The Church is Not a Stronghold Against the World
You’ve probably heard this at some point: The world is evil, and the Church has to stand up against that evil. People like to use the phrase “in the world, but not of the world” to insist that the Church is supposed to protect itself from the world.
But the Church isn’t opposed to the world. Church isn’t an “us vs. them” game. To the contrary, Church is an “us for them” game. We’re supposed to serve and advocate for the people in the world. We want to share the Gospel with them. We want to affirm people as valuable and loved, and we want to help people come into a better relationship with God. That doesn’t happen if we treat the world like an adversary we protect ourselves from.

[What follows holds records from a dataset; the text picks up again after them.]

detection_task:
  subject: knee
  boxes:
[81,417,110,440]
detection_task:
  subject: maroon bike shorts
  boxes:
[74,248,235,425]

The Church is Not A Building
Church isn’t supposed to just be a place that you go. If Church is just a thing that we go to once or twice a week, then it’s not living up to the mission Jesus set up for us. Church is who we are. We’re the Church when we worship together on Sunday, but we’re also the Church when we go into work on Monday morning or go to the movies on Friday night.
The Church isn’t a building; the Church is God’s hands and feet in the world. We may meet in a building, but we do that in order to encourage each other, build each other up and get ready to go back out into our lives and be the Church in the world around us for another week. If our Church experience centers around the building that we meet in a couple times a week, we aren’t accomplishing the Great Commission.
The Church is Not Supposed to be Comfortable
Many of us get comfortable in Church. It’s where we grew up. We’re used to the way things go. We go to Church and we sing songs we like, talk to people who think like us, and listen to someone tell us things about God and the Bible that we already agree with.
But what if that’s not enough? What if being comfortable with Church is a sign of complacency? In the New Testament, churches were sending out missionaries, bringing in new speakers, trading letters with each other. For a brief period of time, church members were all giving up their possessions to the church and sharing with anyone who had need.
I’m not saying we have to go to extremes, but we ought to be doing things that get us out of our comfort zones. Because growth happens in discomfort. We should be participating in missions that stretch us. We should be giving up more of ourselves than we feel safe doing. Because that’s where God is able to use us the most, and that’s where we draw closer to God. If a church is comfortable, it probably isn’t doing much that’s worthwhile.
The Church does a lot of things well in the world today, but there are also a lot of ways that the Church has adopted roles and characteristics that may be detrimental to our overall mission. We need to be willing to examine ourselves to prune out these undesirable characteristics so we can be more effective in our mission of sharing the Gospel and participating in God’s work of redemption in the world around us.